In May 1993 the City of London Police confirmed a planned security cordon for the City, conceived by its commissioner Owen Kelly, and on 3 July 1993 the ‘ring of steel’ was introduced.
Most routes into the City were closed or made exit-only, and the remaining eight routes into the City had checkpoints manned by armed police. CCTV cameras were also introduced to monitor vehicles entering the area, including two cameras at each entry point – one to read the vehicle registration plate and another to monitor the driver and passenger.
Over 70 police-controlled cameras monitored the City but to increase coverage of public areas “Camera Watch” was launched in September 1993 to encourage co-operation on surveillance between the police, private companies and the Corporation of London.
Nine months after the scheme was launched only 12.5% of buildings had camera systems, but by 1996 well over 1,000 cameras in 376 separate systems were operational in the City.
The ideology of the IRA’s campaign was an economic war, the idea being initially to destroy economic targets in Northern Ireland with the intention of making the state so economically nonviable that the British government would abandon it.
This was later expanded to the British mainland, with the idea still being to cause maximum economic damage (or military/police casualties) without necessarily targeting civilians.
They also phoned in a lot of false alarms as the police would be bound to clear the area, which would also be detrimental to the economy.

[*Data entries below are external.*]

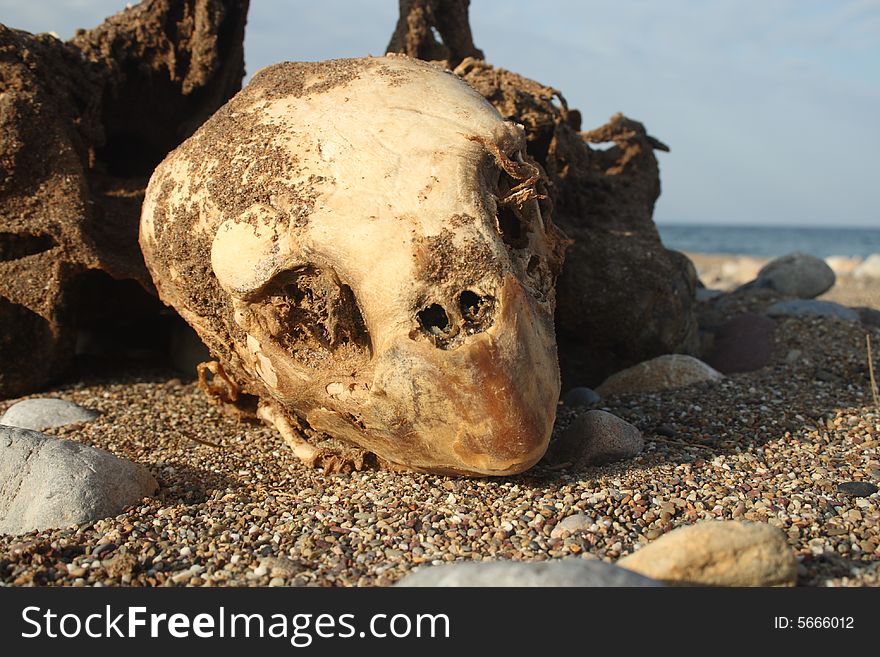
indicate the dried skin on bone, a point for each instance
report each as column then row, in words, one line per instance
column 365, row 246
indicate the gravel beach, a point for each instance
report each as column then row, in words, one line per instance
column 235, row 508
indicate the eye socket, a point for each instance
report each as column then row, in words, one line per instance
column 476, row 311
column 314, row 316
column 433, row 319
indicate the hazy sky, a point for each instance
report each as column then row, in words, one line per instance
column 770, row 107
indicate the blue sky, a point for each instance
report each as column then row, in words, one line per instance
column 770, row 107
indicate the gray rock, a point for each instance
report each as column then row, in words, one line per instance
column 46, row 413
column 662, row 373
column 46, row 482
column 598, row 437
column 798, row 275
column 869, row 316
column 580, row 396
column 812, row 308
column 857, row 488
column 562, row 572
column 577, row 522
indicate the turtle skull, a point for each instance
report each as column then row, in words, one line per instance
column 364, row 245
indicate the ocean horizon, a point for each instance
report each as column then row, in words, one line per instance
column 771, row 241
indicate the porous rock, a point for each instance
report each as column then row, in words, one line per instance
column 666, row 372
column 563, row 572
column 622, row 296
column 45, row 413
column 46, row 482
column 598, row 437
column 82, row 124
column 718, row 553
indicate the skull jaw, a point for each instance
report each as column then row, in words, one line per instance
column 485, row 408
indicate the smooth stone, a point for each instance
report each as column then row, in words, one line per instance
column 743, row 344
column 812, row 308
column 281, row 566
column 598, row 437
column 718, row 553
column 572, row 524
column 869, row 316
column 870, row 267
column 48, row 482
column 46, row 413
column 857, row 488
column 797, row 275
column 580, row 397
column 562, row 572
column 662, row 373
column 843, row 265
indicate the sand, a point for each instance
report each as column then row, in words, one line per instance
column 237, row 509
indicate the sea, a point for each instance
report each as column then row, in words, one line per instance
column 771, row 241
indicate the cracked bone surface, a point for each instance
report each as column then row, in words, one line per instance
column 366, row 247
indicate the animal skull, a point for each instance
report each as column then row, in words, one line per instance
column 365, row 246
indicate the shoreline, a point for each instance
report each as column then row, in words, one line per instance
column 769, row 446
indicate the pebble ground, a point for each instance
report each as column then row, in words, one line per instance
column 237, row 509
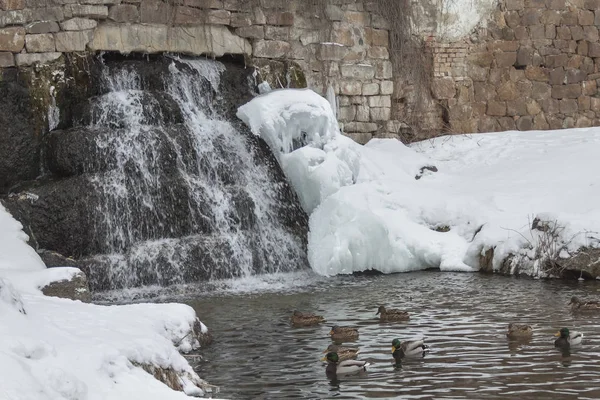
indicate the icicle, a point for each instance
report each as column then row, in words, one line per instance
column 330, row 95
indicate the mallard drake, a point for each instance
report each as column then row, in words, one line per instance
column 306, row 319
column 408, row 348
column 347, row 367
column 567, row 338
column 344, row 353
column 392, row 314
column 581, row 305
column 519, row 331
column 342, row 333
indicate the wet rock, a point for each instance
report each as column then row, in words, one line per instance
column 75, row 288
column 19, row 149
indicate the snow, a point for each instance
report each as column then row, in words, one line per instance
column 59, row 349
column 368, row 210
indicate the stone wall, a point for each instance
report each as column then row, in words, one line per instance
column 535, row 65
column 343, row 44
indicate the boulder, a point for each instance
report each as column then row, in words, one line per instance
column 75, row 288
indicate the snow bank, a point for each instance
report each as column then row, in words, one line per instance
column 55, row 349
column 368, row 210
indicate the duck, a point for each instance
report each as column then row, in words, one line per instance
column 408, row 349
column 519, row 331
column 392, row 314
column 348, row 367
column 344, row 353
column 581, row 305
column 567, row 338
column 306, row 319
column 343, row 333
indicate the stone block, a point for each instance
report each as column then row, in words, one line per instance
column 568, row 106
column 91, row 11
column 347, row 114
column 9, row 5
column 589, row 88
column 215, row 40
column 539, row 74
column 517, row 107
column 514, row 5
column 370, row 89
column 7, row 59
column 218, row 17
column 443, row 88
column 533, row 108
column 78, row 24
column 277, row 33
column 505, row 59
column 26, row 59
column 566, row 91
column 590, row 33
column 71, row 41
column 363, row 113
column 583, row 103
column 358, row 71
column 386, row 87
column 575, row 75
column 380, row 101
column 383, row 70
column 586, row 17
column 42, row 27
column 525, row 123
column 508, row 91
column 124, row 13
column 40, row 43
column 12, row 39
column 378, row 52
column 576, row 32
column 496, row 108
column 240, row 19
column 531, row 17
column 380, row 113
column 251, row 32
column 351, row 88
column 541, row 90
column 280, row 18
column 16, row 17
column 270, row 49
column 155, row 12
column 331, row 52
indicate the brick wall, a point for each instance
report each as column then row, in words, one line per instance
column 343, row 45
column 535, row 65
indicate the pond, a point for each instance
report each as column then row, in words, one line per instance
column 256, row 354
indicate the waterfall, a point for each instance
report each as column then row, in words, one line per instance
column 180, row 191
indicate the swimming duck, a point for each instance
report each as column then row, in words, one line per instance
column 347, row 367
column 581, row 305
column 519, row 331
column 344, row 353
column 342, row 333
column 408, row 348
column 392, row 314
column 566, row 339
column 306, row 319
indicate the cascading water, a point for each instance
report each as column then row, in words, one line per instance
column 174, row 189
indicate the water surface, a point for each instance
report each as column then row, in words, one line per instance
column 258, row 355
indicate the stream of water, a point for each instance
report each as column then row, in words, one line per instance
column 256, row 354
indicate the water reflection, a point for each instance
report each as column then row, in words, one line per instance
column 463, row 318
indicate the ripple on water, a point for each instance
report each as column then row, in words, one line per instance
column 463, row 317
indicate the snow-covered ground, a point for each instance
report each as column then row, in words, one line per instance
column 59, row 349
column 368, row 211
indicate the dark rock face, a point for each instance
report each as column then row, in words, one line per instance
column 75, row 288
column 19, row 148
column 151, row 179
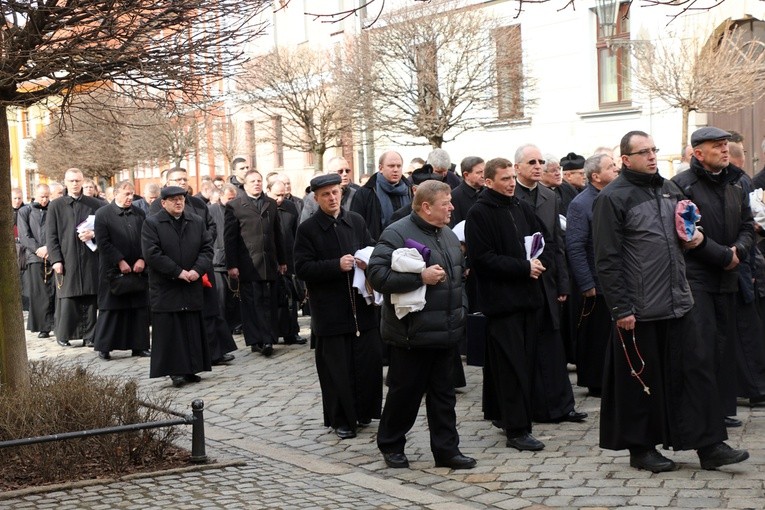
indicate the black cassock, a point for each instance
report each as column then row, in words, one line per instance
column 349, row 366
column 39, row 275
column 123, row 321
column 77, row 289
column 179, row 338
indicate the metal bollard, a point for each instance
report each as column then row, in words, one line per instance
column 198, row 454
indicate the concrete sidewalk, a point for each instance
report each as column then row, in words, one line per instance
column 264, row 425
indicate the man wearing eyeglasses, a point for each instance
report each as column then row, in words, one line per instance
column 714, row 185
column 572, row 166
column 552, row 395
column 239, row 168
column 337, row 165
column 659, row 385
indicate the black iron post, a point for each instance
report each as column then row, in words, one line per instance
column 198, row 454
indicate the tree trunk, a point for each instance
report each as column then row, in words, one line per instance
column 318, row 161
column 14, row 369
column 686, row 113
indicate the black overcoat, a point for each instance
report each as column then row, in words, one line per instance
column 119, row 238
column 320, row 243
column 253, row 239
column 31, row 224
column 167, row 251
column 555, row 278
column 80, row 262
column 288, row 221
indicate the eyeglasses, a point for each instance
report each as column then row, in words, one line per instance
column 644, row 152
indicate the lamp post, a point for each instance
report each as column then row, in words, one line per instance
column 607, row 11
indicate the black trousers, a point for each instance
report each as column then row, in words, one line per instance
column 230, row 307
column 716, row 313
column 508, row 369
column 682, row 410
column 350, row 376
column 551, row 394
column 594, row 330
column 750, row 350
column 75, row 317
column 259, row 312
column 42, row 298
column 413, row 373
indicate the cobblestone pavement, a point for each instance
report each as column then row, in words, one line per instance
column 264, row 426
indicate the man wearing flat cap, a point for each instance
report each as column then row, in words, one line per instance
column 178, row 250
column 348, row 346
column 572, row 166
column 714, row 185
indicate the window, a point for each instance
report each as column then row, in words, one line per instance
column 509, row 55
column 614, row 75
column 25, row 129
column 251, row 141
column 278, row 141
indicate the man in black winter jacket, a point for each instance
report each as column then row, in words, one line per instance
column 658, row 385
column 712, row 268
column 509, row 292
column 422, row 342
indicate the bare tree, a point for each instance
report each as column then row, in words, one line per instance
column 724, row 74
column 298, row 86
column 436, row 70
column 222, row 136
column 54, row 50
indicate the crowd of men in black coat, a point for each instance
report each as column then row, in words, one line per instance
column 565, row 261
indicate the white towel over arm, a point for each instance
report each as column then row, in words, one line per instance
column 407, row 260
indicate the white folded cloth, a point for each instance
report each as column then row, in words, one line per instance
column 407, row 260
column 360, row 279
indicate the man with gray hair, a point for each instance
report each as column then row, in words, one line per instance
column 465, row 195
column 441, row 165
column 595, row 327
column 150, row 194
column 74, row 262
column 552, row 394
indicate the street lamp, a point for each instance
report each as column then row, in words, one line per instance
column 607, row 11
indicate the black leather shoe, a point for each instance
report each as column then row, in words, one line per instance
column 526, row 442
column 720, row 454
column 226, row 358
column 396, row 460
column 345, row 432
column 651, row 460
column 457, row 462
column 573, row 416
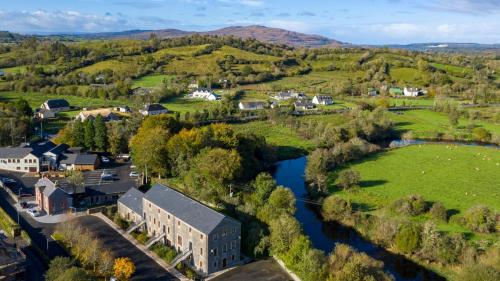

It sometimes went wrong due to people being uncooperative or police ignoring warnings thinking it was a false alarm.
IRA also targeted commuters, mainly by calling in false alarms. Millions of people commute to London to work every day, and by claiming there was a bomb on the line on a popular commute run, they’d stop tens of thousands getting to work, mainly bankers and important people who’d pressure the government.